I'm dubious about the assertion that nuclear energy research has been held back decades , or at all for that matter. Really, the issue with nuclear still seems to be affordability both Vogtle and Sumner seem awfully pricey and continue to have issue with being built in a timely manner--adding even more to the cost. Really, wind, solar and CC NG plants seem the way to go right now in the US (along with efficiency). Maybe there will be a breakthrough in Nuclear, maybe there will one in battery storage, but right now those should be the big three.
By the late early 80s, many new plants had been cancelled and that industry sort of went stagnant until I believe 2012 or 2013 when a few new ones were approved. Past that, where was the government funding for new research and incentives for the private sector? Where were all the new plants? Where was/is all the new testing and new R&D? If you're saying R&D never stopped, then where are the fruits of that research? I need examples because I'm talking about large-scale operations that would be present were nuclear energy a vibrant, growing industry, as it would have had govt properly supported it and public opinion not been so stupidly ignorant on it.

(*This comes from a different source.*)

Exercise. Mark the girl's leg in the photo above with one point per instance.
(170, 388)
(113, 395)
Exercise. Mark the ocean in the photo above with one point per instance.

If there is no demand and no incentives or funding, then the private sector's interest in nuclear energy goes down. The US Govt was researching MSRs like 40 years ago until they scrapped it, and only recently has it gotten interest and actual development in China. That design is one of the safest but most technologically complicated at the moment, and if we had put half as much effort into it as we have solar, then 40 years of that and we'd probably have at least rudimentary but operational versions those plants today.
I actually do think Solar and other clean energy sources are more viable now, but I still think irrational and ignorant public opinion pushed away a very promising candidate for clean energy that we could have maximized use of years ago.